Converting SDF into sf data.frame

gwr.fixed <- as.data.frame(gwlr.fixed$SDF)

Next, we will label yhat values greater or equal to 0.5 into 1 and else 0. The result of the logic comparison operation will be saved into a field called most.

gwr.fixed <- gwr.fixed %>%
  mutate(most = ifelse(
    gwr.fixed$yhat >= 0.5, T, F))
gwr.fixed$y <- as.factor(gwr.fixed$y)
gwr.fixed$most <- as.factor(gwr.fixed$most)
CM <- confusionMatrix(data = gwr.fixed$most, reference = gwr.fixed$y)
CM
Confusion Matrix and Statistics

          Reference
Prediction FALSE TRUE
     FALSE  1824  263
     TRUE    290 2379
                                          
               Accuracy : 0.8837          
                 95% CI : (0.8743, 0.8927)
    No Information Rate : 0.5555          
    P-Value [Acc > NIR] : <2e-16          
                                          
                  Kappa : 0.7642          
                                          
 Mcnemar's Test P-Value : 0.2689          
                                          
            Sensitivity : 0.8628          
            Specificity : 0.9005          
         Pos Pred Value : 0.8740          
         Neg Pred Value : 0.8913          
             Prevalence : 0.4445          
         Detection Rate : 0.3835          
   Detection Prevalence : 0.4388          
      Balanced Accuracy : 0.8816          
                                          
       'Positive' Class : FALSE           
                                          

Visualizing gwLR

Osun_wp_sf_selected <- Osun_wp_sf_clean %>%
  select(c(ADM2_EN, ADM2_PCODE,
           ADM1_EN, ADM1_PCODE,
           status))
gwr_sf.fixed <- cbind(Osun_wp_sf_selected, gwr.fixed)

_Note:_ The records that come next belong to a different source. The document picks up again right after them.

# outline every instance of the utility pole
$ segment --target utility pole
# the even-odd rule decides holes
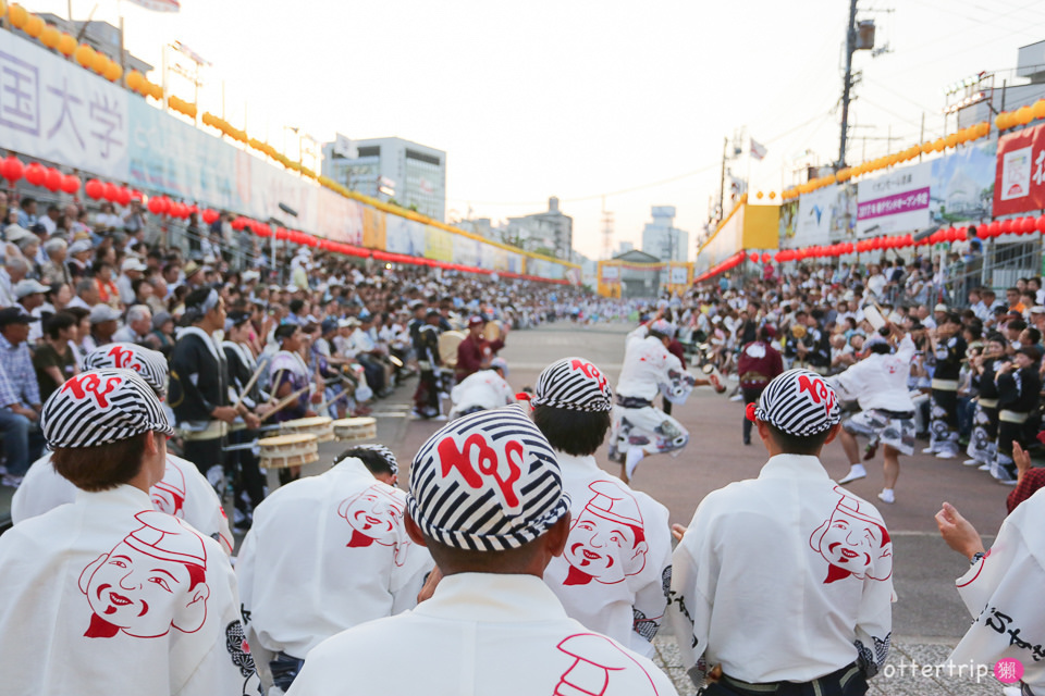
[[[856,2],[856,0],[853,0]],[[722,139],[722,186],[718,189],[718,222],[726,219],[726,150],[729,149],[729,138]]]
[[[849,91],[852,88],[852,54],[857,50],[857,0],[849,0],[849,28],[846,32],[846,82],[841,88],[841,144],[838,169],[846,165],[846,135],[849,128]]]

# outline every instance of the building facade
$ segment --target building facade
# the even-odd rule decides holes
[[[323,144],[323,176],[365,196],[445,222],[446,153],[403,138]]]
[[[674,206],[653,206],[642,228],[642,251],[664,261],[689,260],[689,233],[675,226]]]
[[[569,261],[574,251],[574,219],[558,209],[558,199],[548,199],[548,211],[508,217],[505,241],[527,251],[551,251]]]

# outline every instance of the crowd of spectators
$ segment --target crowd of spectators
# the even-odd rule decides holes
[[[365,414],[416,370],[409,323],[429,311],[443,330],[465,330],[482,315],[507,327],[553,321],[622,319],[622,303],[587,290],[515,277],[386,264],[307,247],[275,256],[222,214],[194,215],[168,228],[133,200],[119,210],[63,208],[0,191],[0,431],[3,482],[16,486],[39,455],[41,405],[82,368],[97,346],[139,344],[169,355],[185,298],[219,289],[232,333],[263,361],[279,349],[281,324],[302,327],[303,358],[328,396],[351,393],[331,415]],[[175,234],[176,233],[176,234]],[[274,264],[272,261],[274,260]],[[220,337],[219,337],[220,338]]]

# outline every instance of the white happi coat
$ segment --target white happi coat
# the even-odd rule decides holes
[[[0,536],[4,694],[256,694],[245,646],[228,556],[138,488]]]
[[[197,532],[221,544],[225,554],[232,554],[235,540],[221,499],[193,462],[168,453],[163,480],[152,486],[149,497],[153,508],[185,520]],[[11,520],[19,524],[75,499],[76,486],[54,470],[51,453],[47,452],[33,462],[14,492]]]
[[[652,657],[672,581],[667,508],[603,472],[594,457],[555,457],[573,520],[544,582],[570,618]]]
[[[827,381],[844,400],[856,400],[860,410],[914,411],[907,381],[918,348],[905,335],[895,353],[871,353]]]
[[[434,563],[403,526],[406,495],[345,459],[278,488],[254,512],[236,561],[247,634],[298,659],[330,636],[417,604]]]
[[[409,669],[390,666],[408,655]],[[671,696],[649,659],[566,617],[541,579],[460,573],[413,611],[312,650],[288,696]]]
[[[1001,523],[986,557],[958,579],[972,626],[950,656],[955,664],[1023,663],[1023,681],[1045,694],[1045,489]]]
[[[450,417],[454,418],[462,411],[477,406],[491,411],[515,403],[515,391],[495,370],[480,370],[455,385],[450,393],[450,398],[454,402]]]
[[[715,664],[765,683],[885,663],[893,544],[874,506],[816,457],[777,455],[708,495],[673,560],[667,613],[694,681]]]
[[[628,334],[616,394],[648,401],[663,394],[672,403],[685,403],[693,390],[692,375],[660,338],[649,333],[646,326],[639,326]]]

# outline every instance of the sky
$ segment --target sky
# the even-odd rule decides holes
[[[447,153],[447,219],[540,212],[557,196],[574,247],[603,258],[640,245],[652,206],[675,206],[694,241],[718,190],[724,138],[767,148],[733,173],[779,191],[804,164],[838,157],[846,0],[181,0],[177,14],[131,0],[26,0],[118,24],[159,66],[175,40],[212,64],[201,110],[296,154],[304,129],[397,136]],[[1016,66],[1045,40],[1028,0],[861,0],[876,46],[856,54],[849,163],[944,134],[944,88]],[[157,74],[152,75],[158,82]],[[186,83],[174,94],[192,100]],[[954,117],[950,130],[954,130]],[[861,138],[868,138],[862,140]],[[872,139],[875,138],[875,139]],[[747,144],[742,145],[747,151]],[[766,199],[767,200],[767,199]],[[728,204],[727,204],[728,208]]]

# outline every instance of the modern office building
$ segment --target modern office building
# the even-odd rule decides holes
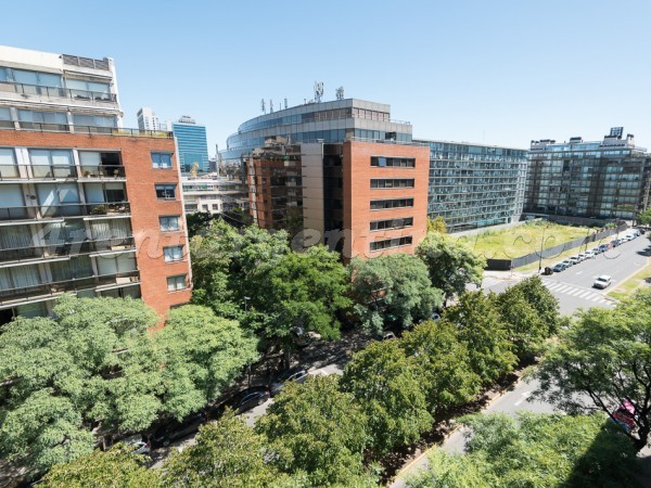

Visualizing coefficient estimates

The code chunks below is used to create an interactive point symbol map.

tmap_mode("view")
prob_T <- tm_shape(Osun) + 
  tm_polygons(alpha = 0.1) + 
tm_shape(gwr_sf.fixed) + 
  tm_dots(col = "yhat",
          border.col = "gray60",
          border.lwd = 1) +
  tm_view(set.zoom.limits = c(8,14))
prob_T